The produced can be the concentration of alkali metal hydroxide up to about 30% by weight, and is conveniently located in range from 10 up to 20% by weight. crystalline alkali metal sulphate to the anolyte can be performed The appointment of the impoverished or intermittently, preferably continuously. The sulphate can be added to a tank, can also be added continuously by which the anolyte is recycled. The a dissolution tank, recycled. by which one part of the anolyte A filter is suitable inserted between the tanks and the anode chamber for undissolved sulfate. This transferred to the dissolution or recirculation tank, there the crystalline sulphate is added.

The concentration of to remove undissolved crystalline sulfates can be alkali metal sulfate in the anolyte should be as high as possible without causing precipitation, for to allow a high concentration of sulfuric acid in the anolyte.

The saturation concentration is specific to each alkali metal. pine sulphate and depending on the prevailing conditions, such as temperature, pressure and _the total proton concentration.

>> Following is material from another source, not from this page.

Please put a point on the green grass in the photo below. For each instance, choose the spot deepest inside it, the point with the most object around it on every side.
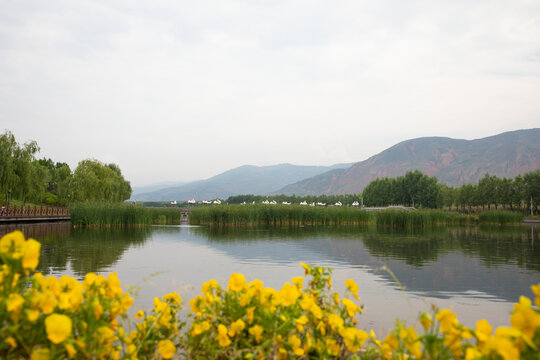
(278, 215)
(260, 214)
(121, 214)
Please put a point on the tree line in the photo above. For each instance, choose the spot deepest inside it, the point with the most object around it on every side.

The saturation concentration of sodium sesquisulphate at atmospheric about 37% by weight, fresh pressure and 60 ° C is from about 32 up to depending on the total proton concentration. 10 15 20 25 30 35 511 003 7 The alkali metal sulphates and process water contain normally pollutants. Examples are ions of species metals, such as Ca 2+ and Mg 2+, such as Cd, Cr, Fe Present alkaline earth ions of metals, and Ni, as well as organic interfering substances. procedure is quite insensitive to these pollutants, ie. the content of impurities in the anolyte and the catholyte can be relatively high without causing significant problem in the electrolysis stage. The total pollution content should, however, suitably be below about 100 ppm based on weight, and preferably below 30 ppm based on weight.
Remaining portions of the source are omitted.